For her, public health had no boundaries. At the start of a project in 2000 to control tuberculosis in Ecuador, which had the worst TB-control record in the Americas, Dr. Tannenbaum spent a whirlwind three months in that country. She helped develop programs, motivated physicians and nurses, and learned Spanish, all at the same time.
She was president of the management committee at Dawson College from 2001 to 2005. Then, wanting to further improve her leadership and management skills, she embarked on a master's degree in management as part of the International Masters for Health Leadership program at McGill, completing it in 2008.

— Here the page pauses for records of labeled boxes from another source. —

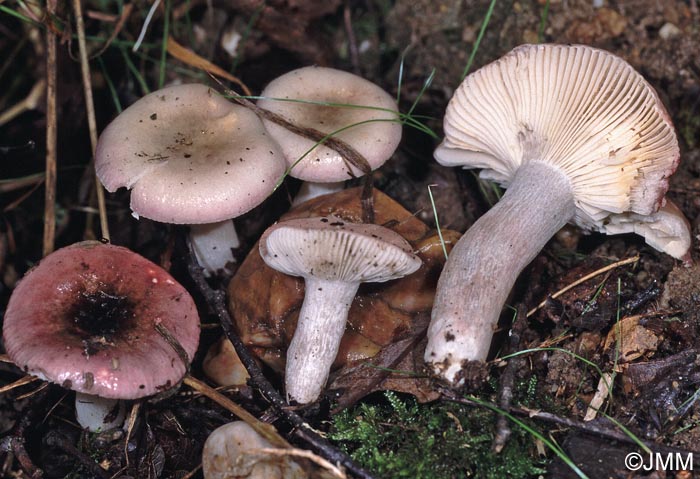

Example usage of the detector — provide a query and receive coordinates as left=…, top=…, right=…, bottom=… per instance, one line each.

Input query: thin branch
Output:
left=440, top=388, right=700, bottom=454
left=180, top=235, right=373, bottom=479
left=212, top=77, right=372, bottom=179
left=73, top=0, right=109, bottom=241
left=43, top=0, right=58, bottom=256
left=527, top=255, right=639, bottom=318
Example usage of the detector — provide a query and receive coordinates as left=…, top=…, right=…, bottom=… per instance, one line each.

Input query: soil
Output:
left=0, top=0, right=700, bottom=479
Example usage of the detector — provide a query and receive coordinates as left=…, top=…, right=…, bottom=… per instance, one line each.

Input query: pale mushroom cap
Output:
left=3, top=241, right=199, bottom=399
left=260, top=216, right=421, bottom=283
left=258, top=66, right=401, bottom=183
left=435, top=45, right=680, bottom=231
left=202, top=421, right=308, bottom=479
left=605, top=200, right=692, bottom=260
left=95, top=84, right=285, bottom=224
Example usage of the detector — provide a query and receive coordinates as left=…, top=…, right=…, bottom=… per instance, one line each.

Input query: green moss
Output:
left=330, top=392, right=545, bottom=479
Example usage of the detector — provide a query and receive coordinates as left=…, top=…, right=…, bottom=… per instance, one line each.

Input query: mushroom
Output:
left=604, top=199, right=692, bottom=265
left=425, top=45, right=684, bottom=384
left=260, top=216, right=421, bottom=404
left=202, top=421, right=308, bottom=479
left=95, top=84, right=285, bottom=273
left=3, top=241, right=199, bottom=431
left=258, top=66, right=401, bottom=204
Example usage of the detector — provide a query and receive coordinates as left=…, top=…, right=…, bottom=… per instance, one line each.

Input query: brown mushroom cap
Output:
left=435, top=44, right=680, bottom=231
left=258, top=66, right=401, bottom=183
left=3, top=241, right=199, bottom=399
left=95, top=84, right=285, bottom=224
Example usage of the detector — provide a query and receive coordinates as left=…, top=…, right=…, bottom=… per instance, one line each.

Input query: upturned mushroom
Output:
left=260, top=216, right=421, bottom=404
left=258, top=66, right=401, bottom=204
left=95, top=84, right=285, bottom=273
left=425, top=45, right=687, bottom=384
left=3, top=241, right=199, bottom=431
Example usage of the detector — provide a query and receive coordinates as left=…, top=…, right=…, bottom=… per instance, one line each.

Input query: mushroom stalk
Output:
left=75, top=392, right=126, bottom=432
left=285, top=276, right=360, bottom=404
left=425, top=161, right=576, bottom=384
left=190, top=220, right=241, bottom=276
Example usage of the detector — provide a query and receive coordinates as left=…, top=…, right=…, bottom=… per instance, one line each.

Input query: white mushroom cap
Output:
left=260, top=216, right=421, bottom=404
left=604, top=199, right=692, bottom=261
left=202, top=421, right=308, bottom=479
left=258, top=66, right=401, bottom=183
left=260, top=216, right=421, bottom=283
left=424, top=45, right=680, bottom=384
left=95, top=84, right=285, bottom=224
left=435, top=45, right=680, bottom=235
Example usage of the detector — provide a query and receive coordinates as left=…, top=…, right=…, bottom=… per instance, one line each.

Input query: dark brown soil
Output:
left=0, top=0, right=700, bottom=479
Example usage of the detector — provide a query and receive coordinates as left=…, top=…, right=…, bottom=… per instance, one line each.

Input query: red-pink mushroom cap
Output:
left=95, top=84, right=285, bottom=224
left=3, top=241, right=199, bottom=399
left=258, top=66, right=401, bottom=183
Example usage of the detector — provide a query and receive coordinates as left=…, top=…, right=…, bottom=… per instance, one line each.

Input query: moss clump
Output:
left=330, top=392, right=545, bottom=479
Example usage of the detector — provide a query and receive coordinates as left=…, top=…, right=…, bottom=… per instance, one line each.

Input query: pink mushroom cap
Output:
left=3, top=241, right=199, bottom=399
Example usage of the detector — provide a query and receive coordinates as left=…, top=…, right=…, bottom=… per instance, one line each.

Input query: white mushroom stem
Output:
left=425, top=162, right=575, bottom=385
left=190, top=220, right=241, bottom=276
left=75, top=392, right=126, bottom=432
left=292, top=181, right=345, bottom=206
left=285, top=277, right=360, bottom=404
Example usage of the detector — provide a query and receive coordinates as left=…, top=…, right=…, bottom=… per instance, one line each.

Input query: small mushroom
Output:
left=425, top=45, right=685, bottom=384
left=95, top=84, right=285, bottom=273
left=202, top=421, right=308, bottom=479
left=605, top=199, right=692, bottom=265
left=258, top=66, right=401, bottom=204
left=3, top=241, right=199, bottom=431
left=260, top=216, right=421, bottom=404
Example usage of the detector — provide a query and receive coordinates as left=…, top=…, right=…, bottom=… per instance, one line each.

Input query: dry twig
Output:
left=73, top=0, right=109, bottom=241
left=527, top=255, right=639, bottom=318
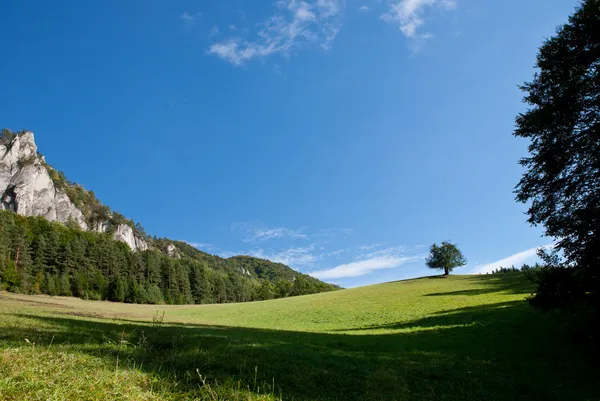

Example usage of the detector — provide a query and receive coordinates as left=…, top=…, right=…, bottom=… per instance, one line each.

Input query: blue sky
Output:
left=0, top=0, right=577, bottom=286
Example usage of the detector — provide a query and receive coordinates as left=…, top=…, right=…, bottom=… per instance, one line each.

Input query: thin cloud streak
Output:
left=208, top=0, right=342, bottom=66
left=472, top=244, right=554, bottom=274
left=308, top=256, right=423, bottom=280
left=381, top=0, right=456, bottom=43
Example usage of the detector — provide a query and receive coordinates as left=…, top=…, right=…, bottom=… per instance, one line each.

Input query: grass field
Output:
left=0, top=274, right=600, bottom=401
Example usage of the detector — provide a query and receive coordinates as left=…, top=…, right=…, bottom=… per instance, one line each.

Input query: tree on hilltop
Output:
left=425, top=241, right=467, bottom=276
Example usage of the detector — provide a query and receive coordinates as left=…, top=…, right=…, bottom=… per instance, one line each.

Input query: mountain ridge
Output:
left=0, top=129, right=338, bottom=303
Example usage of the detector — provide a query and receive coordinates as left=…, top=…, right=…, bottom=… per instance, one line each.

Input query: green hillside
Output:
left=0, top=273, right=600, bottom=401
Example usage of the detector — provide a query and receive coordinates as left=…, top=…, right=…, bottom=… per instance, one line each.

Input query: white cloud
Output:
left=308, top=256, right=422, bottom=280
left=208, top=25, right=221, bottom=36
left=232, top=223, right=308, bottom=242
left=183, top=241, right=214, bottom=249
left=179, top=11, right=202, bottom=26
left=208, top=0, right=342, bottom=66
left=381, top=0, right=456, bottom=40
left=473, top=244, right=554, bottom=274
left=309, top=245, right=425, bottom=280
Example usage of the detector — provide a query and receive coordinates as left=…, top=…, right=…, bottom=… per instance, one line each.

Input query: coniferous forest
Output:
left=0, top=211, right=337, bottom=304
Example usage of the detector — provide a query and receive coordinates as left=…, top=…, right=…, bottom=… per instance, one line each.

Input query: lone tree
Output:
left=514, top=0, right=600, bottom=300
left=425, top=241, right=467, bottom=276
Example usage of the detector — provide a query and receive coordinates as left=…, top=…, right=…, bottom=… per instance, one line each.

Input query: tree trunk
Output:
left=15, top=246, right=21, bottom=271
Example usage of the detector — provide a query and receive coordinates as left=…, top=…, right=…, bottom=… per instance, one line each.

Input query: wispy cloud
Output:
left=208, top=0, right=343, bottom=66
left=473, top=244, right=554, bottom=274
left=381, top=0, right=456, bottom=43
left=309, top=256, right=422, bottom=280
left=208, top=25, right=221, bottom=37
left=232, top=223, right=308, bottom=242
left=183, top=241, right=214, bottom=249
left=309, top=246, right=425, bottom=280
left=179, top=11, right=202, bottom=26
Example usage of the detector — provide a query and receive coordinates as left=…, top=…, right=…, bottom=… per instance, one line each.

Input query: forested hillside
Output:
left=0, top=211, right=336, bottom=304
left=0, top=129, right=337, bottom=304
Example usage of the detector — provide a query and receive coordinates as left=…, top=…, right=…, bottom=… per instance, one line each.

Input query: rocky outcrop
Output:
left=0, top=132, right=88, bottom=230
left=167, top=244, right=181, bottom=259
left=113, top=224, right=148, bottom=251
left=0, top=132, right=148, bottom=251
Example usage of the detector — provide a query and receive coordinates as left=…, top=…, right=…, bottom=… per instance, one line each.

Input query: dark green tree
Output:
left=425, top=241, right=467, bottom=276
left=514, top=0, right=600, bottom=306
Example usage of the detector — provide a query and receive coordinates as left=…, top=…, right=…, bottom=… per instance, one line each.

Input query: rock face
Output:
left=0, top=132, right=148, bottom=251
left=0, top=132, right=88, bottom=230
left=113, top=224, right=148, bottom=251
left=167, top=244, right=181, bottom=259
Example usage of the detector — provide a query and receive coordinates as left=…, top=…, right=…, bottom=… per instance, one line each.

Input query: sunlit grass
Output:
left=0, top=274, right=598, bottom=401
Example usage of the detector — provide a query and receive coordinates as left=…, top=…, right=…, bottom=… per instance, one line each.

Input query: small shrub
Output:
left=528, top=267, right=583, bottom=309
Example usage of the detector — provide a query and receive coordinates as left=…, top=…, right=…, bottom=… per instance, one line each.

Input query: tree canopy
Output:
left=514, top=0, right=600, bottom=304
left=425, top=241, right=467, bottom=275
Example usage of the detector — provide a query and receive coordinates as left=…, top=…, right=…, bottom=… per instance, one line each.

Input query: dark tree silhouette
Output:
left=514, top=0, right=600, bottom=304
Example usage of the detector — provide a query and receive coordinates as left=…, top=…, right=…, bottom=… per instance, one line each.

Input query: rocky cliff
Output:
left=0, top=132, right=148, bottom=251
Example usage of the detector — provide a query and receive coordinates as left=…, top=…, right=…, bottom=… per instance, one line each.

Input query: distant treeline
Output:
left=487, top=263, right=543, bottom=274
left=0, top=211, right=337, bottom=304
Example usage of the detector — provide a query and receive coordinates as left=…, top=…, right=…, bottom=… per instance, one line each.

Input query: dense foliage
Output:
left=425, top=241, right=467, bottom=275
left=488, top=263, right=543, bottom=274
left=0, top=211, right=335, bottom=304
left=514, top=0, right=600, bottom=305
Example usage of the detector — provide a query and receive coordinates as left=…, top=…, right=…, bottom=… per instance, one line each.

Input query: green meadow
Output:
left=0, top=273, right=600, bottom=401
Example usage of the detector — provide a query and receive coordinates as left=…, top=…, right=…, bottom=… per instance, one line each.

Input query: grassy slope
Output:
left=0, top=274, right=600, bottom=401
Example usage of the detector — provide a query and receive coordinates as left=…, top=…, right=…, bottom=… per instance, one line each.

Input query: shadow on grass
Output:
left=0, top=302, right=598, bottom=401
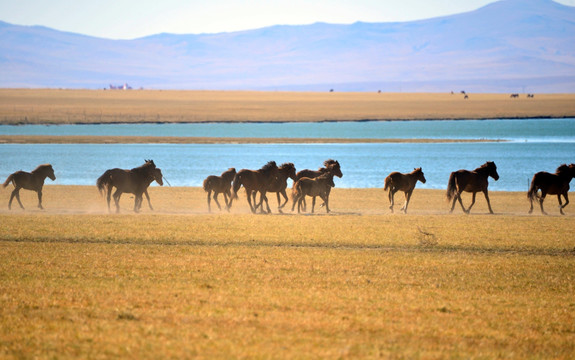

She was a hiker, a public speaker and a crusader for equality in health care despite income disparity – a whirlwind until it all came to a stop in January, 2014, when she became the patient. It was to be a routine CT scan, ordered by her doctor because of blood test irregularities that seemed to have resolved themselves once she had an abscess in her foot drained. Instead, the radiologist found a mass on her lung that was inoperable. Despite undergoing chemotherapy and radiation, it was soon classified as Stage IV lung cancer, the most advanced form of the disease.
"It was as if we were living in a different reality," her husband said. "But she was determined to adapt and to fight."
As a doctor, she knew what was in store. As a patient, she decided to share her experience through a blog that can be found on the Canadian Lung Association's blog page. She was an informed "Dr. Everywoman" who happened to have terminal cancer, an activist who fulminated about a lack of research funding, advocacy and awareness, and a science wonk who, unlike others, was not able to find comfort or answers in anything spiritual.
In one entry, from July, 2014, she wrote of lesions being found in her brain. "My first reaction was, 'Why can't I just get a break? Why does this cancer always seem to be one step ahead of me, no matter how hard I try to fight it?'
"As one wise colleague said, it was like we were running to keep ahead of the depression that was trying to catch up to us," the entry continued.
In another entry, from November, 2014, she wrote that her body, as sick as it was, still had things to teach her. "Most days, I feel pretty well and I am tempted to live as normal a life as possible. … Inevitably I push myself too much and I get sick again," she wrote. "I am finally learning there is a new normal, which means I have to set limits on what I do each day. … These are the kind of lessons I should have taught myself years ago."
At that speech last November, she echoed the call in her blog not to blame patients for lung cancer, the cause of which could be any number of factors. Better to increase funding to find a cure, she said, to wear the green ribbons and have empathy for those who suffer.
"This is what we want," she said. "We want to grow old."
The audience gave her a standing ovation.
In recognition of Dr. Tannenbaum's work in lung health, she received the Queen Elizabeth II Golden Jubilee medal in 2002.
She leaves her mother, Ada Tannenbaum; brother, David Tannenbaum; sister, Lynn Collin; husband, André Dascal; and children, Michael and Leanne Dascal.
Editor's note: An earlier version of this story inadvertently omitted sister Lynn Collin and had the wrong last names of Michael Dascal and Leanne Dascal. Also, Andre Dascal's profession is an infectious disease specialist, not a microbiologist and immunologist. This is the corrected version.